Clarke weaves realistic science fiction with history (one of my favourite references being to the Bounty), and still manages to tell a very human story. The book is not heavily action packed but is short and moves along at enough of a pace to keep you interested.  There are tastes of cultural clashes, the search for other intelligent life, and the nature of human societies. It is an interesting investigation into how our future might look.


The end is not much different from the start, just the order is reversed. 

I did not know anything about this book before reading it. Hopefully you are in the same boat. I won’t explain where the author’s inspiration was said to have come from, nor detail or offer comment on the more shocking parts of the story. Read this book fresh if you can, without learning any more than this brief review offers.
This is a clever book. There are a lot of funny observations as our narrator describes the daily routines of a life in reverse. It turns out that eating, relationships, arguments, even littering all seem a lot funnier in reverse. 

The story begins in a groggy light as our main character drifts into life. He is an old man and not steady on his feet. The narrator of this story does not seem to know that things are going in reverse order. It’s unclear who this narrator is. He seems to be in the same body as the main character, able to watch and observe the man’s life but not influence or communicate with him in any way. The narrator tells the story of a stranger from his perspective. With time the main character becomes younger and stronger and we learn what he did with his life.  
Let me explain the bounds and manner of this reversed chronology. Words are spelled as expected and sentences also follow the norms we expect. Dialogue is for the most part expressed as we would expect, it’s just that the sequence of events the sentences explain are actually happening back to front.

Time’s Arrow (820 AMI(M) 1C TIM) is a book whose idea could have been explored and finished in just a few pages. Martin Amis has created something of more significance and depth from what might have been nothing more than a clever trick. The book goes backwards. 

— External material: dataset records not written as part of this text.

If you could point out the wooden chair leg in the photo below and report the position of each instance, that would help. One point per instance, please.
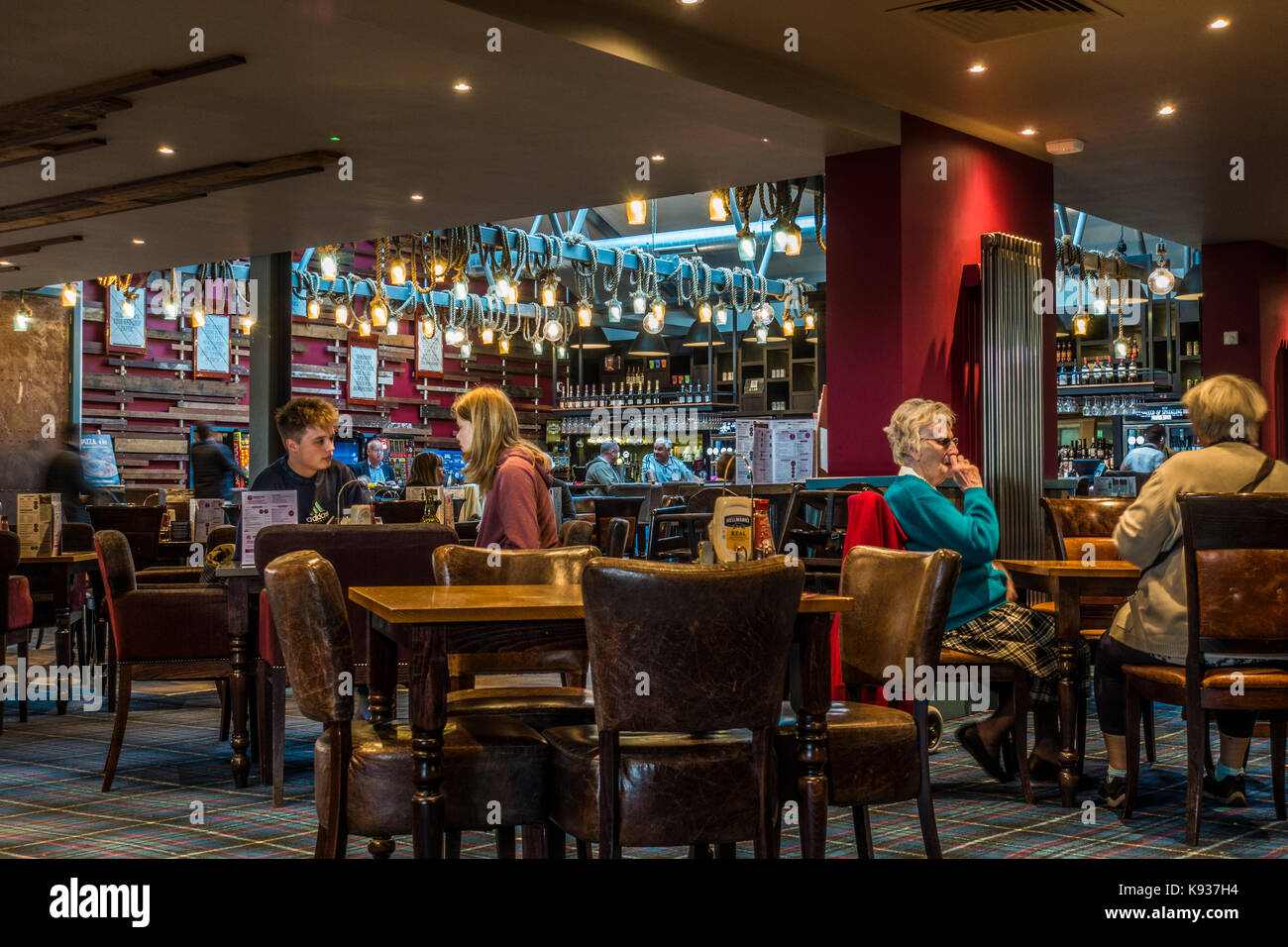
(1131, 736)
(1147, 710)
(1197, 736)
(505, 841)
(277, 723)
(555, 841)
(123, 712)
(862, 831)
(533, 840)
(1278, 735)
(1020, 731)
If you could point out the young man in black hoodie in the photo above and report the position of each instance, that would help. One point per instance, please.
(307, 428)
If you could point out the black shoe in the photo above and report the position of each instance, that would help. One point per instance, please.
(969, 737)
(1229, 791)
(1113, 791)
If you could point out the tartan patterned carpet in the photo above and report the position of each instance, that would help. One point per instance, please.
(174, 797)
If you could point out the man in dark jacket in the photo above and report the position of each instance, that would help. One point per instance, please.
(322, 484)
(213, 467)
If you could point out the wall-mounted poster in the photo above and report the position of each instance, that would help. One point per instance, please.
(429, 355)
(127, 334)
(364, 373)
(211, 354)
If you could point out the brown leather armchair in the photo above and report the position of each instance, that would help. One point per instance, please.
(1235, 575)
(492, 766)
(394, 554)
(674, 770)
(160, 633)
(877, 755)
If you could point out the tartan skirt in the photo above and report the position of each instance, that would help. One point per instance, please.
(1021, 637)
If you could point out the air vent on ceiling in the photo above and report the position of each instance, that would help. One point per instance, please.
(982, 21)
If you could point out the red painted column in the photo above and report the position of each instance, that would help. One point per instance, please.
(903, 290)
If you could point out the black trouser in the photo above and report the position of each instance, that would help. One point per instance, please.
(1111, 657)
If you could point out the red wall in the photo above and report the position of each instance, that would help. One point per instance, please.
(889, 221)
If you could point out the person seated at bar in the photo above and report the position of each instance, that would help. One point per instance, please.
(511, 474)
(307, 428)
(213, 467)
(601, 471)
(374, 470)
(426, 471)
(983, 616)
(1153, 625)
(1145, 458)
(660, 467)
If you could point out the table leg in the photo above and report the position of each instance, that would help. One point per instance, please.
(1068, 626)
(428, 718)
(381, 673)
(812, 634)
(237, 684)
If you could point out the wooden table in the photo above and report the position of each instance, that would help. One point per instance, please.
(60, 570)
(1067, 581)
(244, 582)
(434, 620)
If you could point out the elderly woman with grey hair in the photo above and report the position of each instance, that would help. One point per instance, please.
(983, 617)
(1151, 628)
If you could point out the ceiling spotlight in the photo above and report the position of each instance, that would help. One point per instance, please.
(717, 208)
(327, 262)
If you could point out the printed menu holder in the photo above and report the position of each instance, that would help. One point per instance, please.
(261, 509)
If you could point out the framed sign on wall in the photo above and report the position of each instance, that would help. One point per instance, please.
(429, 355)
(364, 373)
(211, 348)
(127, 333)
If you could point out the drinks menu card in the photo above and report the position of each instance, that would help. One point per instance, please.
(266, 508)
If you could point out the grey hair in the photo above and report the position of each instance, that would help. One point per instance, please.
(906, 424)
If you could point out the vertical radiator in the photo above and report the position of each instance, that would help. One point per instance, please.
(1012, 415)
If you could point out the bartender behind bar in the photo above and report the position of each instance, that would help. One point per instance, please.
(374, 470)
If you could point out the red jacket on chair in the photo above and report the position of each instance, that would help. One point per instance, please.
(870, 523)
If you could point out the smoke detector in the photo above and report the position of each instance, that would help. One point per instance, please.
(1065, 146)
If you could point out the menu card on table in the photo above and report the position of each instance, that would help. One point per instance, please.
(266, 508)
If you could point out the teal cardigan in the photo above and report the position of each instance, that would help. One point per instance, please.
(930, 522)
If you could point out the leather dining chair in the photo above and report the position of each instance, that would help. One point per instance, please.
(678, 768)
(159, 633)
(395, 554)
(17, 613)
(576, 532)
(492, 766)
(1077, 527)
(875, 754)
(1235, 575)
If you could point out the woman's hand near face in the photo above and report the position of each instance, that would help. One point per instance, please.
(965, 474)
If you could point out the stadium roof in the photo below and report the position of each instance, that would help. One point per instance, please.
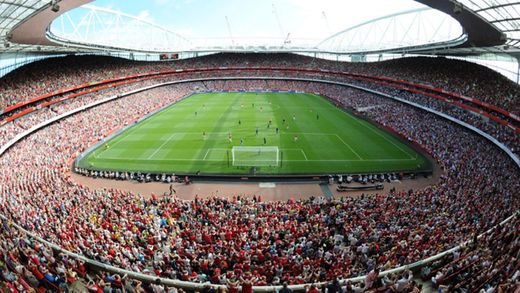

I picked up an ancient-looking copy of Tolstoy: A Life of my Father at a wonderful secondhand bookstore in Yungaburra a couple of years ago. It had everything going for it – it was old, in hardcover, and about an author whose work I very much enjoy. The reason I haven’t finished it is the same reason it’s worth reading.
Biographies are written by people with varying degrees of connection to their subject. This book was written by Tolstoy’s daughter, Alexandra, and is consequently a detailed and intimate reflection on Tolstoy’s work and personal life. She discusses Tolstoy’s concerns with life, death, the peasants, religion, war, peace and justice, as well as the loss of some of his children and his continual health issues. Alexandra uses his personal diaries and manuscripts to bring alive the pre-Russian Revolution world of peasants and nobility alike.
While the amount of detail makes for rather heavy reading, it is well-written, factual and very interesting for fans of Tolstoy’s work. You can find this rare gem in the JCU library (891.7 TOL 3 TOL T5).